Are there any insights that lead to negative growth? Justify with specific reason.

**Hotel management might provide some discount offer in off season to attract more customers towards these rooms and generate more money**

#### Chart - 16 - **Correlation Heatmap**

In [None]:
categorical_features=df1.select_dtypes(include=[np.object])
categorical_features.columns


So there is no need to find corelation of these columns

In [None]:
# Correlation Heatmap visualization code
dcorr = df1[['lead_time','previous_cancellations','previous_bookings_not_canceled','booking_changes','adr','required_car_parking_spaces','total_of_special_requests','total_stay','total_guests']]
df_corr = dcorr.corr()
f, ax = plt.subplots(figsize = (18,9))
sns.heatmap(df_corr, annot = True, fmt='.2f', annot_kws =  {'size': 15}, vmax = .99, square = True)
plt.show()

##### 1. Why did you pick the specific chart?

**In order to find out co-relation between the variables**

##### 2. What is/are the insight(s) found from the chart?



1.   **Total stay and the lead time have positive correlation, that means if customer plans to stay for longer they will do booking in advance**
2.  **ADR is positively correlated with total_people, more people means    revenue**









#### Chart - 17 - **Pair Plot**


In [None]:
# Pair Plot visualization code
#scatter plot between adr and total_stay
plt.figure(figsize = (18,9))
sns.scatterplot(x= 'adr', y = 'total_stay', data = df1)
plt.show()

##### 1. Why did you pick the specific chart?

**To compare the relationship between adr and total stay**

##### 2. What is/are the insight(s) found from the chart?

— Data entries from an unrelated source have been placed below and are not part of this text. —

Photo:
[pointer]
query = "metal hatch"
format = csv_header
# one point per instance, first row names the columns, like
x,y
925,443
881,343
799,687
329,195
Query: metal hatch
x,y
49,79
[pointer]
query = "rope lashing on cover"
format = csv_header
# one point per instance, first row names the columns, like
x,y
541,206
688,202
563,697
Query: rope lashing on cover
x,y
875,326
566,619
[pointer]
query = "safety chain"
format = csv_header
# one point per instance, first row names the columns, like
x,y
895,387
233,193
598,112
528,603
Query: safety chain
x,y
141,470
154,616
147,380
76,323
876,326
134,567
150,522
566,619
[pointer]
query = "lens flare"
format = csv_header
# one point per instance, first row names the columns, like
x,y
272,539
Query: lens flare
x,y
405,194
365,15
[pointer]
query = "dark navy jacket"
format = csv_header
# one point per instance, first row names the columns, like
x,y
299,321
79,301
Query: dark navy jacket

**Here it can be seen that if Guest stay is higher adr is decreasing, so longer stay customer is getting better deal**

## **5. Solution to Business Objective**

#### What do you suggest the client to achieve Business Objective ?
Explain Briefly.

Here are the suggested steps to achieve business objectives:

1. Hotel management can introduce special packages including meals and other amenities to attract more travelers.
2. Implementing a membership plan with exclusive discounts can help in customer retention.
3. Investigate reasons for booking cancellations and minimize them effectively.
4. Utilize social media for targeted advertising, especially during peak seasons.
5. Collaborate with online/offline travel agencies and booking partners to increase customer acquisition.
6. Ensure maximum bookings are made through the company website or app.
7. Introduce attractive offers for group bookings and extended stays.
8. Dedicate efforts to thoroughly analyze customer feedback to enhance facilities and services.
9. Offer special discounts during offseasons to attract customers during slower periods.
10. Consider making deposits mandatory to secure bookings effectively.



# **Conclusion**

Write the conclusion here.

1. The City Hotel garners higher customer bookings, resulting in increased revenue.
2. Customers predominantly opt for Bed & Breakfast meal plans.
3. 2016 witnessed the peak of bookings for both hotels.
4. July and August mark the peak months for bookings in both hotels.
5. The average preferred stay length is 2-4 days.
6. Portugal, Great Britain, and France contribute the most guests to the hotels.
7. Room Type A is the most preferred accommodation.
8. Rooms G and H generate significant revenue.
9. The majority of guests are first-time visitors.
10. Approximately 25-30% of bookings get canceled, with more cancellations from the City Hotel.
11. Transient customers make the most bookings.
12. Most customers opt for no deposit.
13. The majority of guests make no special requests.
14. Online travel agents dominate the market segment for bookings.
15. Total stay and lead time exhibit a positive correlation.
16. Longer-stay customers receive better deals.